Anyone with end stage renal disease qualifies them for Medicare coverage. Currently this amounts to about 11 million patients in the US, with over 350,000 of them on dialysis - so about 2% of Medicare patients are on dialysis. For one patient, for one year, Medicare pays $67,000 for dialysis totally over $20 billion per year for dialysis, which takes up close to 10% of their budget. This means that 2% of Medicare patients take up close to 10% of the Medicare budget! And the numbers are only increasing.

I find this disturbing for a few reasons. For one, patients on dialysis are generally relatively sick. The 5-year mortality rate for patients on dialysis is 60%. That means that even with dialysis, a very expensive intervention, 6 out of every 10 patients on dialysis still die within 5 years.

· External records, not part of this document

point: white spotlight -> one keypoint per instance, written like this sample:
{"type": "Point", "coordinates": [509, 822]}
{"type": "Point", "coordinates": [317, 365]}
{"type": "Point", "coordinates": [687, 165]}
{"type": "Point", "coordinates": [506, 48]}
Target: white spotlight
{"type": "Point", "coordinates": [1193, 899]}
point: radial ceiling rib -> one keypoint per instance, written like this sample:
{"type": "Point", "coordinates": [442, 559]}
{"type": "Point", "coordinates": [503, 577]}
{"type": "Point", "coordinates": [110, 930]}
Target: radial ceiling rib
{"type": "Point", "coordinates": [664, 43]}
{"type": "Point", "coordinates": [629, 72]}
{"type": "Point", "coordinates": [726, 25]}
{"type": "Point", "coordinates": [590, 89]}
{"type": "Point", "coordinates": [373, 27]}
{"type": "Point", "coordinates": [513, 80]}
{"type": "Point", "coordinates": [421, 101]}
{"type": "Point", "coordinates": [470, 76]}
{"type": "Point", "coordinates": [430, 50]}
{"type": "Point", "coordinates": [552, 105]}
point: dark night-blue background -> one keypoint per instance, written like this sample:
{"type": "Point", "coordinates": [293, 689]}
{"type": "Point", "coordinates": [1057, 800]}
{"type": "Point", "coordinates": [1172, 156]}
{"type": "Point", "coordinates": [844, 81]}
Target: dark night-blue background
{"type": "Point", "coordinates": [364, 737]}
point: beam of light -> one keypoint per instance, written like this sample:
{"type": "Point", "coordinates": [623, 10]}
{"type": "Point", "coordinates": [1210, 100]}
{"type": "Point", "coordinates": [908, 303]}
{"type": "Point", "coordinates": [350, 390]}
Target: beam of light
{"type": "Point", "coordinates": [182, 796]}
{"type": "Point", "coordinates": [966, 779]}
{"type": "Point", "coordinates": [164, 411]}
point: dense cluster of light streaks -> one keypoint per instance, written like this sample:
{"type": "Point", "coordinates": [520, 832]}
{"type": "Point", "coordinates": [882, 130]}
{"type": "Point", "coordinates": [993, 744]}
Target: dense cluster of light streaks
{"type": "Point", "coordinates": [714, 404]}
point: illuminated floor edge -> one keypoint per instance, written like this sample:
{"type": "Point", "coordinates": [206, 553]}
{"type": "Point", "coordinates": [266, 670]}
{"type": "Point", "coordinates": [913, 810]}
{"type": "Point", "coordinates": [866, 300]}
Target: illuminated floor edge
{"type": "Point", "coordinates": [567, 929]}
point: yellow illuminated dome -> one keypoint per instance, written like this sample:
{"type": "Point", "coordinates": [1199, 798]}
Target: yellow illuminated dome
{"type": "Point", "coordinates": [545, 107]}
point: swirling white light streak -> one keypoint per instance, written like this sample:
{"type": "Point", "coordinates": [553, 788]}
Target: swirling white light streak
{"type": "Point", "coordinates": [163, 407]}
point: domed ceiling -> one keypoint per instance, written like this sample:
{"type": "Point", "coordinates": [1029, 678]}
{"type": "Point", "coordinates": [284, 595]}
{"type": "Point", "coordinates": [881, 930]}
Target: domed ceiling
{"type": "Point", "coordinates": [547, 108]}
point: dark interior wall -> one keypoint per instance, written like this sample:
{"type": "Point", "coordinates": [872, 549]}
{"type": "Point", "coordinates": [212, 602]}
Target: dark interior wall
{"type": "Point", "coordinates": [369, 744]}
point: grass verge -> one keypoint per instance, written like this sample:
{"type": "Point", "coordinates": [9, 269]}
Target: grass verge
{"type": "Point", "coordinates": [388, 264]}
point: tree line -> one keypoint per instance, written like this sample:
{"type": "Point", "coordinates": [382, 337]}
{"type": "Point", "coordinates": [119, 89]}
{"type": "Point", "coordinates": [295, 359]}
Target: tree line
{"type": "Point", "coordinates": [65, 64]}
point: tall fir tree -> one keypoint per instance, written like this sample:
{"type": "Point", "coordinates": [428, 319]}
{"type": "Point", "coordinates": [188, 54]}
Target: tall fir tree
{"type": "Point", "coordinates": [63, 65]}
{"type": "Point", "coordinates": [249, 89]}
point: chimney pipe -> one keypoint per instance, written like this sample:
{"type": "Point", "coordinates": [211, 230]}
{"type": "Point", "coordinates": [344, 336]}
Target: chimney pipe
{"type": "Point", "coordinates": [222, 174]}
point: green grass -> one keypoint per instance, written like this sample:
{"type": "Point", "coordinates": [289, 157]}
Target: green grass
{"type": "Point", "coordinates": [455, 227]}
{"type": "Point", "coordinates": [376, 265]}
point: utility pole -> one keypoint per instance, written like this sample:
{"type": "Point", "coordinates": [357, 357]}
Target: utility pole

Secondly, it's ethically questionable to spend so much money on a relatively small number of people. With a limited budget, the money could be used in countless other ways to prolong the lives or improve the health of a greater number of patients. Given the fact that 60% of patients still die within 5 years of starting dialysis, the cost-effectiveness of this intervention seems very high.

Finally, irrespective of ethics or efficacy of the treatment, can the U.S. afford this at this time? With rising rates of kidney failure and more and more patients needing dialysis, it may not be a possibility for the United States to continue paying for dialysis for all patients in the future. Not really a question I'm qualified to answer.

So what's the answer? Once someone has Medicare and is on dialysis, it's definitely ethically questionable to take away that treatment and send them on their way towards death! I don't have any great solutions, but perhaps the government will eventually have to stop providing payments for dialysis, with some sort of grandfather clause for those already on dialysis.

Of course, I'm sure if someone I cared about, or I myself, were on dialysis, my opinions and thoughts would be completely different.